Selahattin Pınar ise zamanının ünlü saz üstatlarındandı. Zeki Müren’e de eşlik ederdi. Böyle bir fuar akşamının sahne arkasında Fuat Edip Baksı, Selahattin Pınar’a “Efendim bir şiirim var, takdim edebilir miyim?” der. Selahattin Pınar zarafetle şiiri alır, teşekkür eder ve üstadın arkasından şiir yazılı kağıdı okumadan cebine koyar. Çünkü hemen hemen her gece birileri gelip üstada bir şiir veya birkaç şiirini sunmakta ve bestelenmesini talep etmektedir. Selahattin Pınar böylesine amatör şairlerden bıkmıştır.

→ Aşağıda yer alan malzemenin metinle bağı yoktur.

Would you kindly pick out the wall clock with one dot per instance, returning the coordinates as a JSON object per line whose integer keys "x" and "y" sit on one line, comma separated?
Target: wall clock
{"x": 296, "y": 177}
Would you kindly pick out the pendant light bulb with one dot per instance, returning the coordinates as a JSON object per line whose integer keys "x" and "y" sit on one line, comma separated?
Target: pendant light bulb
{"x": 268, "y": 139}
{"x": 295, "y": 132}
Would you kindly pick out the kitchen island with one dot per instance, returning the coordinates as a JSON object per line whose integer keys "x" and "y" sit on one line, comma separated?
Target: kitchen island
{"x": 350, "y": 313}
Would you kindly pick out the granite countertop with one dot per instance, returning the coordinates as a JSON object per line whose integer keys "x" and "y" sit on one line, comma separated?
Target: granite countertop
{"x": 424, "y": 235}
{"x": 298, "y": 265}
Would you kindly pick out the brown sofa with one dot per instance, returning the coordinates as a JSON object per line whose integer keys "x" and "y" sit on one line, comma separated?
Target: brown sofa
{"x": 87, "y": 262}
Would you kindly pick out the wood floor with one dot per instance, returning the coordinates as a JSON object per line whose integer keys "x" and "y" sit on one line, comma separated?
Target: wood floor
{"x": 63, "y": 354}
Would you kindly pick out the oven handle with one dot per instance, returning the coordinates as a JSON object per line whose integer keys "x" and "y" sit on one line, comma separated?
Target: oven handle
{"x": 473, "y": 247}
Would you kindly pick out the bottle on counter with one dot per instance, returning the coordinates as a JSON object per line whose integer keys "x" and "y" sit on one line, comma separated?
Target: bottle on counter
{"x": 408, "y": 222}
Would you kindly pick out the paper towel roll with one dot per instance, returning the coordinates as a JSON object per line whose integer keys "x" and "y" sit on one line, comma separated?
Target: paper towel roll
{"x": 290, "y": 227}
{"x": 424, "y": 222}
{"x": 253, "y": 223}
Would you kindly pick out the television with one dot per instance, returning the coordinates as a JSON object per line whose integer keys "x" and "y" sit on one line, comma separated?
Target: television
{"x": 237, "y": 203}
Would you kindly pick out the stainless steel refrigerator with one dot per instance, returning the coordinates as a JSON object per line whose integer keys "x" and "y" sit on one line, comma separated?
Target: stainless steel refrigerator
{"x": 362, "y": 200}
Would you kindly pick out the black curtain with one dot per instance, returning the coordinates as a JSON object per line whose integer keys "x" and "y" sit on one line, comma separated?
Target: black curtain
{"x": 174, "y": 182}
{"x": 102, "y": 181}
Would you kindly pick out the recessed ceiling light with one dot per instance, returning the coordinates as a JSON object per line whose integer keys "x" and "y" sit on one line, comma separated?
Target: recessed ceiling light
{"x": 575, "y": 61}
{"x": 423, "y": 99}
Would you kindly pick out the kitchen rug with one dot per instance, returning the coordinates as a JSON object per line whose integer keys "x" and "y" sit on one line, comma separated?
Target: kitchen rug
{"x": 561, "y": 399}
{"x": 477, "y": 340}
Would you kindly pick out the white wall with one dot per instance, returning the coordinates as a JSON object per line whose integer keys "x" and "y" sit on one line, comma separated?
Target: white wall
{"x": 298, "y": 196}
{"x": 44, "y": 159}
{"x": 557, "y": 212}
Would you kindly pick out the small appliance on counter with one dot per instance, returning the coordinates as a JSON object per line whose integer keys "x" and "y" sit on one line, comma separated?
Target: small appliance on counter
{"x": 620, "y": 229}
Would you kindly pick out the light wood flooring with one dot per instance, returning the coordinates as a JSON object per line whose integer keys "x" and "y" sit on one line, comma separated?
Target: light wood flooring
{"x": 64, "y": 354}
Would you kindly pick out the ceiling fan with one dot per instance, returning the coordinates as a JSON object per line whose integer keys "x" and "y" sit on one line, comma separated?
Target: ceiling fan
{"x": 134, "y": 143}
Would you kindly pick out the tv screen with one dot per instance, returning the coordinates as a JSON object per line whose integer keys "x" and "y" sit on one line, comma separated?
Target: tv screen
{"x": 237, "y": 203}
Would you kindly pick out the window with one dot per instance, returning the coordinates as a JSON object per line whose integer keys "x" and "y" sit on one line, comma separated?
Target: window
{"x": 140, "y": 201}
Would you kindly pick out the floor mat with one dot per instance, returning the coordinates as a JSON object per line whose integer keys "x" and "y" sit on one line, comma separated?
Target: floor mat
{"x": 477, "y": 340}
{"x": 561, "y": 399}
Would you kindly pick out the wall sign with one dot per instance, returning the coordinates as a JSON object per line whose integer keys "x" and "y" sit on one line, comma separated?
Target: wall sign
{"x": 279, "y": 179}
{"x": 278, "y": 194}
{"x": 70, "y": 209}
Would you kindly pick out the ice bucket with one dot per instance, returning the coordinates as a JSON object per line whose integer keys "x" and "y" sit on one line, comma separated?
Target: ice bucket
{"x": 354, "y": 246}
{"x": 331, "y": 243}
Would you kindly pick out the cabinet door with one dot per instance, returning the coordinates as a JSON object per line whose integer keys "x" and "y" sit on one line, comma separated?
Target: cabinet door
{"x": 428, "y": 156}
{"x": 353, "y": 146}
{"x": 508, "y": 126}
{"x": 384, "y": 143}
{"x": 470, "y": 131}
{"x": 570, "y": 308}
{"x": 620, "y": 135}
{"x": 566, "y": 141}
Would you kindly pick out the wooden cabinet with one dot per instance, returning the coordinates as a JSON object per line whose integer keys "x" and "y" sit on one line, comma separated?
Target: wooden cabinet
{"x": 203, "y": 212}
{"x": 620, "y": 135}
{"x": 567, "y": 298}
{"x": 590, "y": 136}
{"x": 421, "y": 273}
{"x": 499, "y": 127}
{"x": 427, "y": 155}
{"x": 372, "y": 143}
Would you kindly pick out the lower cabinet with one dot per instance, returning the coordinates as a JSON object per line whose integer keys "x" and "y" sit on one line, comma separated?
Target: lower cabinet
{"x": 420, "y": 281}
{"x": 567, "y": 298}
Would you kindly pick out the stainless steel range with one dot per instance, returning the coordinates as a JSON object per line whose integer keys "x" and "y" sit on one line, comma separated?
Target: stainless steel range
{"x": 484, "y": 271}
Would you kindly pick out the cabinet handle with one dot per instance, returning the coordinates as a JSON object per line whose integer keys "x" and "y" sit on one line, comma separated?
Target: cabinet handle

Aradan zaman geçer. Kış mevsimi gelir. Eşi üstadın yazlık elbiselerini temizleyiciye yollamaktadır. Ceplerini kontrol ettiği yeleklerden birinin cebinde dörde katlanmış bir kağıt bulur. Açar ve akşam eşine bulduğu şiiri gösterir. Üstat şiiri okur. Beğenir ve besteler.
İş şairi bulmaya kalmıştır. Hemen İzmir Atatürk Lisesi’ne Fuat Edip Baksı’ya bir mektup yazılır ve falan gün, filan saatte İstanbul Radyosu’nda Zeki Müren’in sesinden bestelenmiş şiirini dinleyebileceği haber verilir.
“Bir bahar akşamı rastladım size”nin hikayesi budur.
Bu hafta güzel İzmir’in güzel bir insanını size hatırlatmak istedim.
Günümüzde sözlerin, bestelerin o güzel insanlarına hasretiz. Bu hasretimizi Fuat Edip Baksı ve Selahattin Pınar’ı anarak giderelim istedim.
“Bir bahar akşamı rastladım size
Sevinçli bir telaş içindeydiniz
Derinden bakınca gözlerinize
Neden başınızı öne eğdiniz?
İçimde uyanan eski bir arzu
Dedi ki: yıllardır aradığım bu!
Şimdi soruyorum büküp boynumu:
Daha önceleri neredeydiniz?”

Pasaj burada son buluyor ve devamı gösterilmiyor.